BEVERLY, MA and TORONTO, Ontario – March 11, 2011 - Hamilton Thorne Ltd. (TSX-V: HTL), a leading provider of advanced laser systems for the regenerative medicine, developmental biology, stem cell research and fertility markets, today announced that it is proposing a private placement offering of 10 percent unsecured convertible subordinated debentures (“Debentures”) in the aggregate principal amount of up to US$650,000. The Debentures will be issued in Canadian denomination and will mature on August 13, 2012. The 10 percent per annum simple interest payable on the Debentures is to be accrued and paid only upon the earlier of maturity or conversion of the Debentures. The net proceeds from the sale of the Debentures will be used for potential product line acquisitions and in-licensing, research and development expenses and for general working capital purposes.

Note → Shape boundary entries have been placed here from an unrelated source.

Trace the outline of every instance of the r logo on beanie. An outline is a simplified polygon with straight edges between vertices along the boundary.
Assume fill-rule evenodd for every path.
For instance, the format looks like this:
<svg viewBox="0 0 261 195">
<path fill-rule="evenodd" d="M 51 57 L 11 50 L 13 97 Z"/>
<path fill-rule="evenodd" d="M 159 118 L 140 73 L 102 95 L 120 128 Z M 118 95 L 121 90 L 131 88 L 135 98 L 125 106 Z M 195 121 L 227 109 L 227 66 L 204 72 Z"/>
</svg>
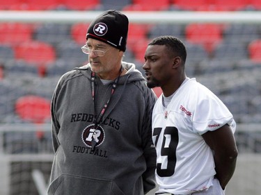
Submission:
<svg viewBox="0 0 261 195">
<path fill-rule="evenodd" d="M 117 10 L 107 10 L 90 24 L 86 40 L 97 40 L 125 51 L 128 26 L 129 19 L 124 14 Z"/>
</svg>

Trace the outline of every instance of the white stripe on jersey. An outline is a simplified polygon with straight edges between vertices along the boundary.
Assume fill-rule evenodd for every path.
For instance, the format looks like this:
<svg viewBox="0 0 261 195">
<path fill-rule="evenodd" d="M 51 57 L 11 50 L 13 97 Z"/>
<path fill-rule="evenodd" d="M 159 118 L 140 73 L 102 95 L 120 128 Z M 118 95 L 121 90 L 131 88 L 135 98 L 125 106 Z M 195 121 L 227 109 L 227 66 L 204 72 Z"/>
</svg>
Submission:
<svg viewBox="0 0 261 195">
<path fill-rule="evenodd" d="M 228 109 L 195 78 L 180 87 L 167 108 L 162 95 L 159 98 L 152 114 L 158 192 L 188 194 L 212 185 L 216 174 L 212 151 L 201 135 L 226 124 L 235 130 Z"/>
</svg>

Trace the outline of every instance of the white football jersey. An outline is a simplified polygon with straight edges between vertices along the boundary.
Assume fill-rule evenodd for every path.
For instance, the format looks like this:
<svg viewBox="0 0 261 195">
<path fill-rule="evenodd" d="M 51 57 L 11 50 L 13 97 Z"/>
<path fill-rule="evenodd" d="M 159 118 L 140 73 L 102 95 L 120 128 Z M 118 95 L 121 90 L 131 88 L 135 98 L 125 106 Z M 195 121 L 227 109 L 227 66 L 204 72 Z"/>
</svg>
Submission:
<svg viewBox="0 0 261 195">
<path fill-rule="evenodd" d="M 209 90 L 189 78 L 164 108 L 162 94 L 152 114 L 157 150 L 157 192 L 188 194 L 208 188 L 216 174 L 212 151 L 201 135 L 226 124 L 235 132 L 232 115 Z"/>
</svg>

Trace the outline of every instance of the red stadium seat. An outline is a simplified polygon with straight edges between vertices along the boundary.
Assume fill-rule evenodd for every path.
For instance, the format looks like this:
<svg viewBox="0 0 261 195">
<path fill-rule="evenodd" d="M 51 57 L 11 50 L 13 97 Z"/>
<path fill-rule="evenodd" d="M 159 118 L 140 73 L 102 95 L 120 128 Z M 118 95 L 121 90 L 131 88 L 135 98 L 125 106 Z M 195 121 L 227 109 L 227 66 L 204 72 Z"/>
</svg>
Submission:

At maturity, the Debentures will convert at a 20 percent discount to the then volume weighted average market price, with a minimum conversion price of C$0.24 per share and a maximum conversion price of C$0.60 per share. The Debentures stipulate that, subject to the foregoing, in the event Hamilton Thorne completes an equity offering for gross process of at least C$1,500,000 (an “Equity Offering”), the Debentures will automatically convert, with a 10 percent discount to the Equity Offering price if the Equity Offering is completed in the first year of the Debenture and a 20 percent discount to the Equity Offering price if the Equity Offering is completed in the second year. The Debentures will rank pari passu with the debentures issued by the corporation in August 2010. The completion of the private placement is subject to acceptance by the TSX Venture Exchange.

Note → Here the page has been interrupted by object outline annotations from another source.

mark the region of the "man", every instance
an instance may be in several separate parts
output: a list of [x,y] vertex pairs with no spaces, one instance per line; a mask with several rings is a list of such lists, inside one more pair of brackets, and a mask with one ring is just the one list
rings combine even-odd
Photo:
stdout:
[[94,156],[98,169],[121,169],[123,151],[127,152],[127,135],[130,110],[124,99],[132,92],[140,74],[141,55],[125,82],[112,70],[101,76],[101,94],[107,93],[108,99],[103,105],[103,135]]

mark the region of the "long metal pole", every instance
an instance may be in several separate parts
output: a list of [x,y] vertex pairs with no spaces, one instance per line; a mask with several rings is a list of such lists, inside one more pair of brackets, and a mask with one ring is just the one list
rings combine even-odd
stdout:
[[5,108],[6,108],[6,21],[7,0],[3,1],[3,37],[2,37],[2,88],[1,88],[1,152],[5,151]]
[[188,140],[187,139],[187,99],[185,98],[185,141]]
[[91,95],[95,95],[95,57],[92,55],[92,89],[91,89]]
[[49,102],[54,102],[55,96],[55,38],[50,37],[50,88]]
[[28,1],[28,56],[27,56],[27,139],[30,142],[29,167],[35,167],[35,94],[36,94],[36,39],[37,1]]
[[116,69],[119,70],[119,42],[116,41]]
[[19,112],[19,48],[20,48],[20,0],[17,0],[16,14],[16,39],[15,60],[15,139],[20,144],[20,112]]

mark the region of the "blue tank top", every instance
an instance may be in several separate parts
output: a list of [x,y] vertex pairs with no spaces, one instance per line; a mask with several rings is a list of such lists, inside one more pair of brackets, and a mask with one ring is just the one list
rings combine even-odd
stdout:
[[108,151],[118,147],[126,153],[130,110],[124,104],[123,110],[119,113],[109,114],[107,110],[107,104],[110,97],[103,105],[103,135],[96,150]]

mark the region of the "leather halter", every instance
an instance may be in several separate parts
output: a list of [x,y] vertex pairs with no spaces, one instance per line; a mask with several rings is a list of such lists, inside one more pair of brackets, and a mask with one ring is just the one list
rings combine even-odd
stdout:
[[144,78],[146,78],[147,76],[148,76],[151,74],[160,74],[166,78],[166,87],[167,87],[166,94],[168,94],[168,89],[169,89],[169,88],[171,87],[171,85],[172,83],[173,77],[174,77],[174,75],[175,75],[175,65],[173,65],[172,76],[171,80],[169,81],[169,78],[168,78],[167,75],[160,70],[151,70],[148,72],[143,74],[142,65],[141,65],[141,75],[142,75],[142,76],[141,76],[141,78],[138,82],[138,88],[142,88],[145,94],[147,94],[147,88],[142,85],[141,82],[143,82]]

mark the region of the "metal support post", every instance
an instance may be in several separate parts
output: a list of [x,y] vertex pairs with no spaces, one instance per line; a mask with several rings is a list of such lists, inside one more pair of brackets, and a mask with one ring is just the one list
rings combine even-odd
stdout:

“This transaction provides Hamilton Thorne with additional working capital and the financial flexibility to acquire or license new products that can augment our current family of products, as well as continue to develop our groundbreaking laser systems for the stem cell research, advanced cell biology and cancer research markets,” said Meg Spencer, Chief Executive Officer of Hamilton Thorne. “With the clinical market making strides in cell-based treatments for diseases such as Alzheimer’s, Parkinson’s, heart disease and macular degeneration, we feel that Hamilton Thorne has a significant opportunity to become the life science solutions provider of choice for the world’s leading research labs.”
At the closing, the Corporation will pay finder’s fees to certain third parties, including Loewen, Ondaatje, McCutcheon Limited and All Group Financial Services Inc., for introducing qualified subscribers to the Corporation under the private placement. The finder’s fees shall consist of
cash fees equal to 7.0 percent of the gross proceeds of the private placement and finder’s warrants equal to 7.0 percent of the gross proceeds (calculated using a conversion rate of $0.50), exercisable for a period of 24 months from the date of issuance at an exercise price of $0.50 per common share. All securities issued in this transaction, including securities into which they may be converted into, and warrants issued to finders as part of their compensation, will be subject to a four month hold period.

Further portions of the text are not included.